Golias: La double OPE Total-Fina-Elf ne risque-t-elle pas de modifier le calendrier, de retarder la publication du rapport?
Marie-Hélène Aubert: J'espère que non. Nous devions publier notre rapport fin juin et, sans connaître le projet de Total, nous avons voulu prendre un délai supplémentaire pour des raisons techniques, pour peaufiner, compléter certaines informations. L'annonce de l'OPE de Total est survenue alors que nous avions entamé la rédaction du rapport. Cela va modifier certaines de nos conclusions et cela va influer sur la perception et l'impact de notre travail. Il est vrai qu'un rapport parlementaire au moment où Elf et Total sont en train de fusionner peut avoir un certain poids. Il est évident que ni Elf ni Total n'ont, dans la période actuelle, intérêt à ce que vienne sur le devant de la scène un certain nombre d'affaires malheureuses. Notre rapport devrait passer dans une des toutes premières sessions de la Commission des affaires étrangères, vers la mi-octobre, et après approbation, il sera rendu public. Ce que l'on peut regretter, c'est la façon dont les médias et les groupes eux-mêmes traitent de cette affaire. Ils n'évoquent que l'aspect économique et financier, jamais il n'est question de politique énergétique, jamais il n'est question de l'activité de ces groupes dans les pays étrangers, notamment là où les régimes sont pour le moins contestables. Il est dommage que l'on n'approche pas ces questions de manière beaucoup plus globale. On peut rêver, aussi bien Elf que Total auraient pu aussi présenter, pour valoriser leur projet, des engagements en matière sociale, environnementale, de transparence, des problèmes qui se posent aujourd'hui à l'ensemble des entreprises pétrolières.

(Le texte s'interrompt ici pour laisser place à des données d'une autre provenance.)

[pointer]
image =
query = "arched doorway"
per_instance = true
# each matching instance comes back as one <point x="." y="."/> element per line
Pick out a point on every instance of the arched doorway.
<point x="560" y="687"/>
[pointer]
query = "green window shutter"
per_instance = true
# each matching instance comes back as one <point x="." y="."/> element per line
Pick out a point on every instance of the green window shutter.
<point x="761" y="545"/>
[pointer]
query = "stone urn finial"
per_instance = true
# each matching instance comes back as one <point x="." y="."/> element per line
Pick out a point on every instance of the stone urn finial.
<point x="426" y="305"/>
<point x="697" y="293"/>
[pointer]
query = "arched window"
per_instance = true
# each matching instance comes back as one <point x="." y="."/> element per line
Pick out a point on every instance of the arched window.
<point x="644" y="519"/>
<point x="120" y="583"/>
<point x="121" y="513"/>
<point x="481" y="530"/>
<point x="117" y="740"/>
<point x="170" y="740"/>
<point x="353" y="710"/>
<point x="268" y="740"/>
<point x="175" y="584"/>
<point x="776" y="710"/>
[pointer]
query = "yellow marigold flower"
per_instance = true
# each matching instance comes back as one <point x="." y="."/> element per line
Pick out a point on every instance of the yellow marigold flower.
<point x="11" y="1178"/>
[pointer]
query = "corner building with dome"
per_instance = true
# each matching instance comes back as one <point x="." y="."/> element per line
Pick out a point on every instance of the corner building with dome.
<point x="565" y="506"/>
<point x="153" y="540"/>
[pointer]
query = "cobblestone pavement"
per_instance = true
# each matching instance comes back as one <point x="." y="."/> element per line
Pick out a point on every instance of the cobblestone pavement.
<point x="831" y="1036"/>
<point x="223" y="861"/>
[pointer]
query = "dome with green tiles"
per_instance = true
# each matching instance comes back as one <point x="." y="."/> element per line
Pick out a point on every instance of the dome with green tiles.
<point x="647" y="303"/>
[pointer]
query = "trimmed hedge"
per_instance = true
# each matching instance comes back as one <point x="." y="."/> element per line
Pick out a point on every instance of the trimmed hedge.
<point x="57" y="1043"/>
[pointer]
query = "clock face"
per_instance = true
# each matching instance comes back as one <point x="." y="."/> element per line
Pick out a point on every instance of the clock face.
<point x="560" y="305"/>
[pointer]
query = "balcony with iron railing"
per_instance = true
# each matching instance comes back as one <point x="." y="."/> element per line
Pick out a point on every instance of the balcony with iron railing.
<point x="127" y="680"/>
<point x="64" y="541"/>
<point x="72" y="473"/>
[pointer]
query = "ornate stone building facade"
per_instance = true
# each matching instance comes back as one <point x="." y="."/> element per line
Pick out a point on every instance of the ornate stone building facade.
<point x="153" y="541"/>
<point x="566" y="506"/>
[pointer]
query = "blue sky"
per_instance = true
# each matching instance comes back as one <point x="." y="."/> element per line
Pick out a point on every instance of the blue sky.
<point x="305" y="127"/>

Golias: Quelle est votre perception du pantouflage?
Marie-Hélène Aubert: Il existe une intersection non négligeable entre les fonctionnaires de l'état français et la direction des grandes entreprises. Pour ma part, je trouve cela totalement anormal. Le politique gagnerait à être indépendant de l'économique et du financier. Cela apparaîtra dans notre rapport, nous avons clairement posé la question à certaines personnes auditionnées. Cette confusion ne tourne pas forcément à l'avantage, ni des entreprises, ni de l'état.

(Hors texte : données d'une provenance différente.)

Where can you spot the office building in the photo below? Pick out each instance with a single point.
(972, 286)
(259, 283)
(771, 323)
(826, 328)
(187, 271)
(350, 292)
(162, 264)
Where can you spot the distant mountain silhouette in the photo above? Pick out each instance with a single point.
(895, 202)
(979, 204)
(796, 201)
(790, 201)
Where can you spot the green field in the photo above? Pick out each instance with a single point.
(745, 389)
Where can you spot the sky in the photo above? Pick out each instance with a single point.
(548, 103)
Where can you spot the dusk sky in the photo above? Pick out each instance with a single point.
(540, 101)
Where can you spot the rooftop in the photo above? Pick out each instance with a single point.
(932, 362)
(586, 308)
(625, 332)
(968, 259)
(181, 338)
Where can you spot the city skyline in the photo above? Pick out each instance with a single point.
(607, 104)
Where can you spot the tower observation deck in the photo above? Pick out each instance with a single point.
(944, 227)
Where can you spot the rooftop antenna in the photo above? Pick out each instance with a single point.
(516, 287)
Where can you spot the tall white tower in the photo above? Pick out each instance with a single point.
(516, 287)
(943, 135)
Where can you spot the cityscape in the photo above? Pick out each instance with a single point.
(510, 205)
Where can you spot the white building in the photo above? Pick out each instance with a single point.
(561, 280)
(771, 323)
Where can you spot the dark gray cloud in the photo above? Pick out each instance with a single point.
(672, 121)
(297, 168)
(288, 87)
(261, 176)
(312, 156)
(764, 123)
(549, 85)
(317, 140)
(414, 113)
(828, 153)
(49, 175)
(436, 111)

Golias: Comment percevez-vous la rivalité Elf-Total?
Marie-Héléne Aubert: Nous n'avons pas la prétention, ni les moyens de faire un rapport exhaustif sur ce qu'a constitué la politique française et celle d'Elf en Afrique au cours des trente dernières années Nous avons préféré aborder ce sujet à travers quelques dossiers extrêmement précis. De même nous avons questionné Total sur le dossier birman. Je n'ai pas à porter de jugement de valeur sur deux personnes, mais à questionner deux entreprises sur ce qu'elles mettent en place pour améliorer leur transparence financière, la lutte contre la corruption et pour établir des règles environnementales et sociales dans les pays concernés, et l'une comme l'autre ont un certain nombre de progrès à faire. La France s'honorerait à poser haut et fort ce type de problème au niveau européen et international, ce qu'elle ne fait pas aujourd'hui. À ce propos, il ne faut pas négliger le rôle de la société civile et des ONG. Par exemple, il se trouve que sur le projet Total (en Birmanie), il y a eu une campagne aux Etats-Unis et dans certains pays d'Europe. Il faut reconnaître que dans notre pays, bien que Total soit une compagnie française, elle n'a pas eu un écho extraordinaire dans les médias et dans l'opinion malgré le travail et la ténacité de bon nombre d'associations. Les compagnies ne réagissent qu'à partir du moment où elles se sentent menacées dans leurs intérêts économiques et dans leur image. C'est d'ailleurs, selon leurs propres déclarations, ce qui a amené des compagnies pétrolières américaines à se retirer de Birmanie.